O professor Cesare Goretti, que lecionava
Filosofia do Direito na Universidade de Ferrara, Itália, observou que os
animais, quando domesticados, participam do ordenamento jurídico humano,
surgindo daí nosso dever legal e moral, principalmente, de não tratá-los com
brutalidade: “Se não podemos negar a eles um princípio de moralidade
(companheirismo, gratidão, amizade), que razão temos em recusar sua
participação em nossa ordem jurídica, que é apenas um esfera da moral? (in
‘L´animale quale soggeto di diritto”, Rivista di Filosofia, n. 19, Itália,
1928).
Nosso Direito Ambiental, ao contrário do que
possa parecer à primeira vista,não se limita a proteger a vida do animal em
função dos chamados bons costumes, do equilíbrio ecológico ou da sadia qualidade
de vida. A noção de crueldade, longe permanecer afeita apenas à saúde psíquica
do homem, é universal. Ações agressivas e dolorosas recaem sobre um corpo
senciente, não sobre um conceito abstrato relacionado ao bem-estar da espécie
dominante. Afinal, para os seres desprovidos capacidade de abstração ou
esperança, o universo da dor torna-se amplo, contínuo, permanente. Sua sensação
é traduzida pela angústia e pelo sofrimento, ainda que não possamos
compreendê-la em plenitude.Ao dispor expressamente sobre a vedação à crueldade,
o legislador pátrio erigiu um dispositivo de cunho moral que se volta, antes de
tudo, ao bem estar do próprio animal e, secundariamente, da coletividade.Apesar de sua acentuada feição antropocêntrica, a Constituição da República tem o propósito de conciliar o desenvolvimento econômico, o bem estar humano e o meio ambiente sadio, assumindo – sob certos aspectos – caráter biocêntrico. Há, assim, uma limitação ao princípio geral da atividade econômica previsto no art. 170, VI, da CF, que prega a observância da ética em toda atividade que envolver a exploração da natureza e dos animais. Outros princípios constitucionais informam a política brasileira de proteção à fauna, a saber: a) da legalidade: enquanto é lícito ao particular fazer tudo o que a lei não veda, à Administração Pública só é permitido fazer o que a lei autoriza (art. 70 caput da CF), de modo que a matança de animais não nocivos à saúde ou à segurança social fere esse princípio; b) da moralidade: condenar à morte um animal saúdável, pelo fato dele não pertencer a ninguém, é o mesmo que admitir que sua vida só tem valor se, de alguma forma, servir ao interesse humano; c) da educação ambiental: o poder público deve ensinar as pessoas a respeitar o meio ambiente e os animais, conforme preconizado no art. 225 caput da CF); d) da precaução: os objetivos do Direito Ambiental, também nas questões relacionadas aos animais, exigem ações preventivas, mesmo porque o sofrimento e a morte são irreparáveis.Não é, infelizmente, o que se vê na prática, em que o animal maltratado acaba tendo seu martírio quase que admitido pelo poder público. Contra o comodismo desse triste estado de coisas e contra a mais injusta e cruel das escravidões,o Ministério Público – instituição devidamente credenciada, do ponto de vista histórico, legal e técnico,para exercer a tutela dos interesse difusos – pode emprestar voz àqueles que não não têm como se defender (princípio da representação).

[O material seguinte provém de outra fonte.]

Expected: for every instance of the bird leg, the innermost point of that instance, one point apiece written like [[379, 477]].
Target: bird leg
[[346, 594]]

Inexiste, pois, o suposto conflito de normas
(princípios econômicos x bem-estar dos animais, liberdade de religião e culto x
garantia anticrueldade,meio ambiente natural x meio ambiente cultural, direito
à pesquisa x recursos substitutivos, etc). A legislação brasileira –
independentemente de seu pretenso contexto ecológico – protege os animais
todos, colocando-os a salvo de maus tratos e crueldades, direito esse projetado
no âmbito constitucional. Não se pode aceitar, em hipótese alguma, a vigência
de normas jurídicas ou sanitárias que contrariem o preceito magno que veda a crueldade
para com os animais. O que se vê, em meio à sociedade globalizada pela
indiferença, é um autêntico massacre consentido, em que a essência de
determinadas leis relacionadas a animais acabou contaminada pela insana lógica
capitalista perante a qual seres vivos transformam-se em carcaças, a Moral
sucumbe e o Direito se torna injusto.
3. Ética anticrueldade
Em auspicioso ensaio científico-filosófico
tratando da dor em animais, o professor Bernard E. Rollin, que leciona
Filosofia na Universidade do Colorado/EUA, chegou a um conclusão desoladora:
99% do sofrimento animal provém da crueldade deliberada. Isso significa, a
contrario sensu, que apenas 1% das situações de crueldade para com os animais
acabam sendo coibidas pela lei. Tal constatação, infelizmente, é verdadeira.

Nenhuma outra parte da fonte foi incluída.